The information NASA expects to collect will really fill in the blanks on how gases are moved by weather systems, helping scientists to understand and interpret long-term greenhouse gas data more accurately.
Until recently, finding the sources and sinks of greenhouse gases has relied on a sparse network of long-term, ground-based tower observation posts.
Then came space-based measurements with the launch of the Japan Aerospace Exploration Agency’s Greenhouse gases Observing Satellite in 2009 and NASA’s Orbiting Carbon Observatory–2 (OCO-2) in 2014.
These satellites cover more of the Earth’s surface and have sent back useful data on greenhouse gases worldwide, but because they are continually orbiting the planet, they can’t see through clouds or sample gases from one location continuously.

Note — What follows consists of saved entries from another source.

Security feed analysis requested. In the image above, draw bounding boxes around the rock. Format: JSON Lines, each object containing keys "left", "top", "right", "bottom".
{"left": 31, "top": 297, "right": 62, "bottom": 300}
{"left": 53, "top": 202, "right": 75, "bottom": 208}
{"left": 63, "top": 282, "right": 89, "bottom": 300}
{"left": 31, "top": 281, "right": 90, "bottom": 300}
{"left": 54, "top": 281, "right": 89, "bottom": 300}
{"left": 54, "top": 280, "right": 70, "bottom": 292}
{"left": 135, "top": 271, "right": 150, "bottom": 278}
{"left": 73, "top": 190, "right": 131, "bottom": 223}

Michael Freilich, the director of the Earth Science Division at NASA Headquarters, Washington says, “The ability of the ACT-America campaign to help bridge the spatial scales between satellite and ground observations, as well as to look in detail about how weather patterns contribute to changes in the distributions of carbon dioxide and methane makes it a unique addition to the global effort to understand the sources and sinks of greenhouse gases.”
The ACT-America flights will be based at three locations in the eastern U.S. The first flights will be based out of NASA’s Langley Research Center, Hampton, Virginia, and the Wallops Flight Facility, on Wallops Island, Virginia. Later flight will come out of Lincoln, Nebraska, and Shreveport, Louisiana.
This summer’s flights are just the first of five field campaigns planned during the study, each one lasting six weeks, says NASA.